Reminds me of an international law professor at university who would regularly tell us to avoid “the S word”. Sovereignty is a word that causes more confusion than clarity in legal discussions, because people think it implies absolute independence of the sort you describe, which it doesn’t. In international law, the word is avoided nowadays (and replaced by more sober terms like “statehood”’) because there is no question that states (in the international law, not the U.S. constitutional law, sense - in that sense, the U.S. is a “state”, i.e. an independent country, but the U.S. states are not) can give up some, or most, of these rights without losing the quality of being states. This is what the EU is all about, and still the EU is not a state, whereas its component entities are; and even more, each time a state concludes a treaty, which creates obligations on it, that treaty limits the freedom of action of the state under international law and thus the state’s s “sovereignty”. In political science, writers still sometimes say that states “give up their sovereignty”, but as said, this term really causes confusion and doesn’t have a clear-cut meaning.

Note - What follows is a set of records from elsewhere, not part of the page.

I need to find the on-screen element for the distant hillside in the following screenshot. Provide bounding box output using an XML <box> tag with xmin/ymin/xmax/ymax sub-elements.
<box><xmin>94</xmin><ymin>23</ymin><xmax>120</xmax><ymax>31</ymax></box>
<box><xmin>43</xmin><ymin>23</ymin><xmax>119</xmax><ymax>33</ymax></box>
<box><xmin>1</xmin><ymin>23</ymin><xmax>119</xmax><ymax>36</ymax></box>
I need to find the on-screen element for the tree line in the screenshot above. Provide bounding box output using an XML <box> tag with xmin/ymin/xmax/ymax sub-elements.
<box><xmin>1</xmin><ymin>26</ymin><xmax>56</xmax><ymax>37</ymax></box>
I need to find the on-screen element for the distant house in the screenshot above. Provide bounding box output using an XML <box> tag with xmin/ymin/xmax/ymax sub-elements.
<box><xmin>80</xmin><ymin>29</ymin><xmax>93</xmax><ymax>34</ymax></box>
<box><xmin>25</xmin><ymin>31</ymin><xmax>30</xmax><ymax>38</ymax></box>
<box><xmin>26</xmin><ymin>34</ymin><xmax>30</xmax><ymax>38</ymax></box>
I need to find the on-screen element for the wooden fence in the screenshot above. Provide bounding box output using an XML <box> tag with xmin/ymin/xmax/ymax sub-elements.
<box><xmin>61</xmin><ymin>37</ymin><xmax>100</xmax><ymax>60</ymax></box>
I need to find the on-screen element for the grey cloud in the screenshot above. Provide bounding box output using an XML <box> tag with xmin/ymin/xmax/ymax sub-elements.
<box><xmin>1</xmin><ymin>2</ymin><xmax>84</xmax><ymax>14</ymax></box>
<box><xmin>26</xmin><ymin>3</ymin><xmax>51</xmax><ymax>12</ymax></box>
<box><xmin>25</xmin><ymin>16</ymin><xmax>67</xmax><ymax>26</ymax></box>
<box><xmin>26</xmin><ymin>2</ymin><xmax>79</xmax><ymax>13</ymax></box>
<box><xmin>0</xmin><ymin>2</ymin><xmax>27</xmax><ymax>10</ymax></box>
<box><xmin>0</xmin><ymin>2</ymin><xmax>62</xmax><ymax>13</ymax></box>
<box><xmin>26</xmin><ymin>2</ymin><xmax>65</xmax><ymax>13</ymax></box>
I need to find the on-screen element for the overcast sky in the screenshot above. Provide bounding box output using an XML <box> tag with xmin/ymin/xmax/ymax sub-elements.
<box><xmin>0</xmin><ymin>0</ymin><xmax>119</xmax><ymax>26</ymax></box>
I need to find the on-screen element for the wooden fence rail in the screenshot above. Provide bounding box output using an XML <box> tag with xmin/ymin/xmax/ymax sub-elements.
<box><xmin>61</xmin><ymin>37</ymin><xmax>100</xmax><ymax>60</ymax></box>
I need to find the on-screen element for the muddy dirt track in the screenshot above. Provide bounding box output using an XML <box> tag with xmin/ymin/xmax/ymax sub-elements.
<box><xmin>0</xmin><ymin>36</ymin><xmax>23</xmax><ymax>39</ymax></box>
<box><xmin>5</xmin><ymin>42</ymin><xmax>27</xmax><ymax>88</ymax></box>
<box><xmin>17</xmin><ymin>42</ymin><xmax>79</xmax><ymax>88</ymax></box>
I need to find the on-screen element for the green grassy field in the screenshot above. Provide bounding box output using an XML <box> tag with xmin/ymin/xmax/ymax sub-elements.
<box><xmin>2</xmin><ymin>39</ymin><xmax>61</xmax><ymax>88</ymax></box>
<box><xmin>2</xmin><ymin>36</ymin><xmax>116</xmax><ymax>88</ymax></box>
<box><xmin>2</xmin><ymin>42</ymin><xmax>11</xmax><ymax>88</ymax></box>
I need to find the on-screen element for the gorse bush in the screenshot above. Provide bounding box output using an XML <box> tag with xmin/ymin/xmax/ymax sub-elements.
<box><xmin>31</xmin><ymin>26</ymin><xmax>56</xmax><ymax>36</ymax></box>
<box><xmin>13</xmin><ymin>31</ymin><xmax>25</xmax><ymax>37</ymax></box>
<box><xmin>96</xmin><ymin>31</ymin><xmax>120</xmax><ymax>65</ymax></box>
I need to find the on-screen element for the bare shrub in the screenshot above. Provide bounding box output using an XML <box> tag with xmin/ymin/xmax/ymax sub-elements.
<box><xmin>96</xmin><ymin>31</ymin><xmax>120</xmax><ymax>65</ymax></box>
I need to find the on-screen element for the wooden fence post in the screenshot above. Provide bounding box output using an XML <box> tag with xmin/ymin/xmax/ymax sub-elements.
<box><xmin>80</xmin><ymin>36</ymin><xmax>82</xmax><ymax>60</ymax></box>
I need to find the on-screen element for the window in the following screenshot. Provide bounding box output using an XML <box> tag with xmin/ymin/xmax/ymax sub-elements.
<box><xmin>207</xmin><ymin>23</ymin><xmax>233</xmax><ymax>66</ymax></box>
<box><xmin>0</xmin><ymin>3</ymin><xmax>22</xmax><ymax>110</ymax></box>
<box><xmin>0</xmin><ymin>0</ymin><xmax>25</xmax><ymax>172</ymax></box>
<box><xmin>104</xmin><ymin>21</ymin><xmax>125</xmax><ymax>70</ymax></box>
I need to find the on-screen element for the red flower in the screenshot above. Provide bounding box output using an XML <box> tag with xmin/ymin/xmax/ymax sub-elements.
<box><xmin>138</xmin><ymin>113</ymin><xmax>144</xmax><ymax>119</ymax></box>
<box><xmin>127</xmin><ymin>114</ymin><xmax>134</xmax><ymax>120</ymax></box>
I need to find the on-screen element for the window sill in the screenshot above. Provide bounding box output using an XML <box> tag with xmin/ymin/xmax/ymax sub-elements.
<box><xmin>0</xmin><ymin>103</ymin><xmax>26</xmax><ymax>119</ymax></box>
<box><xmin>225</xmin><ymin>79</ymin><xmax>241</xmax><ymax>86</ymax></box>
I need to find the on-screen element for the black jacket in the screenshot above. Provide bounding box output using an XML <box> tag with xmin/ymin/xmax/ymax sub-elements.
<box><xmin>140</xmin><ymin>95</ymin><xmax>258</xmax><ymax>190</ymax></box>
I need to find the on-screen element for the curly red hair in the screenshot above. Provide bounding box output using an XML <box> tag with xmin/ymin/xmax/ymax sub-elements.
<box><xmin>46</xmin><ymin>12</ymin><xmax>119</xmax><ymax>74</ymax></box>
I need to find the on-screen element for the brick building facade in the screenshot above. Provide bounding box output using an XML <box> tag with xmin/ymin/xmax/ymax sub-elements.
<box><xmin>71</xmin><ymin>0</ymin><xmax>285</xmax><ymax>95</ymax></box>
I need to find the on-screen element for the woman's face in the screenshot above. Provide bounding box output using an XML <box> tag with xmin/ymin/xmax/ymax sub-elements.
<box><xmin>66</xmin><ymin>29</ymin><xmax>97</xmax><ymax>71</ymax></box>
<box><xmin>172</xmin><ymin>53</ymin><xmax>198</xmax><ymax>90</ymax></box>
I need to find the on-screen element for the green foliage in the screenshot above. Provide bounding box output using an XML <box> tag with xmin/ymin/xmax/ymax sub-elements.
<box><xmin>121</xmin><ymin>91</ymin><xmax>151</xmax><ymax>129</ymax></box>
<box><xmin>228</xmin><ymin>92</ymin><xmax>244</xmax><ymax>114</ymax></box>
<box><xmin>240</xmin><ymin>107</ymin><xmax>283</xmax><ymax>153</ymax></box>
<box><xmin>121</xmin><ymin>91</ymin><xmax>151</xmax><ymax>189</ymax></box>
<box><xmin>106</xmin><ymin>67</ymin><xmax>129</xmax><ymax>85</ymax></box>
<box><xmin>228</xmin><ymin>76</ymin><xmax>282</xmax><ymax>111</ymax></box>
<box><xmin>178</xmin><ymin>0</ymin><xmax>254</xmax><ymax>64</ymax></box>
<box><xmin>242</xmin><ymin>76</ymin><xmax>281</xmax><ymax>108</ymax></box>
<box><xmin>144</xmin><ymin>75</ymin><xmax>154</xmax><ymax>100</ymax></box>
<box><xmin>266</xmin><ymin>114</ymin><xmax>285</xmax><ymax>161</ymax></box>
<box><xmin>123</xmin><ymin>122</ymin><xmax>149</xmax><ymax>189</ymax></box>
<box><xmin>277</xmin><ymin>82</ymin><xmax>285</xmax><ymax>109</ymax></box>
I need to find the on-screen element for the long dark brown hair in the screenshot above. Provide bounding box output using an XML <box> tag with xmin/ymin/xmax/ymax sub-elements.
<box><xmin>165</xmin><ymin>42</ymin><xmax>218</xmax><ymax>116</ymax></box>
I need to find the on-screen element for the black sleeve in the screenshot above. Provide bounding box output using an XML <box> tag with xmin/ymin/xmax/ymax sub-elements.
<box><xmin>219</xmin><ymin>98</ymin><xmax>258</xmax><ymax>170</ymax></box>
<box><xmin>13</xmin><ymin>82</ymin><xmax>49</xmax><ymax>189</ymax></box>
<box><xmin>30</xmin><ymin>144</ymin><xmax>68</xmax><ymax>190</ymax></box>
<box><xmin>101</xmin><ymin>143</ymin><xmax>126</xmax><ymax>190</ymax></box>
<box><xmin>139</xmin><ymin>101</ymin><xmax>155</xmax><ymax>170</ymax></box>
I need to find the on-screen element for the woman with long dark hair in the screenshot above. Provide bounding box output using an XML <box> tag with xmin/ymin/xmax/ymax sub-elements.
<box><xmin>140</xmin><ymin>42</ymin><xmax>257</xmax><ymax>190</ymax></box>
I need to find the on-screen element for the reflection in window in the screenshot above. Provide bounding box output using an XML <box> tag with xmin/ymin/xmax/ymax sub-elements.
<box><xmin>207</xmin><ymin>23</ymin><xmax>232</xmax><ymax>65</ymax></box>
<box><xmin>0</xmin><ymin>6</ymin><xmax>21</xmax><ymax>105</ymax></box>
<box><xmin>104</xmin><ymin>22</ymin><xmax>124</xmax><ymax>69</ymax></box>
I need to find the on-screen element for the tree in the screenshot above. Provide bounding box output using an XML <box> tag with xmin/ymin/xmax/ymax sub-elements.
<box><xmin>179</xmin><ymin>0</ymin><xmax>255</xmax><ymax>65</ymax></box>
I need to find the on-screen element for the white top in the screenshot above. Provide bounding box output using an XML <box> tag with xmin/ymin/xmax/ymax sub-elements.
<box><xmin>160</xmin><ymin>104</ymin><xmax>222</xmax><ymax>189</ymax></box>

How do “we” treat them? They live on their own land, with limited sovereignty, run by a tribal council. More or less, what occurs there is the responsibility of the tribal council or the individual. Mind you, I agree that in some areas, the sitrep isn’t very good.
Each tribe member may enter the USA and work or live anywhere they choose. It has been quite a while since we discriminated against “the redskins”.

My personal observation as a resident of both South Dakota and Oregon is that “we” do, in fact, discriminate daily against Native Americans. “They” are denigrated, looked down upon, refused employment (except for the most menial jobs), and are treated with open scorn. This being especially true of South Dakota, where numbers of “us” openly state that “the only good Indian is a dead Indian.” While this was also true where I lived in Oregon, Oregon had not at that time felt the large influx of immigrants from California; most of Oregon still had a rather “small town” attitude and I can assure you that day to day discrimination against Native Americans was common place. YMMV but I saw that discrimination on a daily basis and I know what I saw. I haven’t lived in SD in many years and it’s longer yet that I lived in Oregon; change may occurred and I hope it has. But I doubt it.

Hell, Oregon sez the same about Californians. They slash tires, write “Californians go home” and so forth.
Here in CA I have not seen any of what you’re talking about.

You should get out and about more. Visit the Pine Ridge reservation; you’ll see exactly what I’m talking about.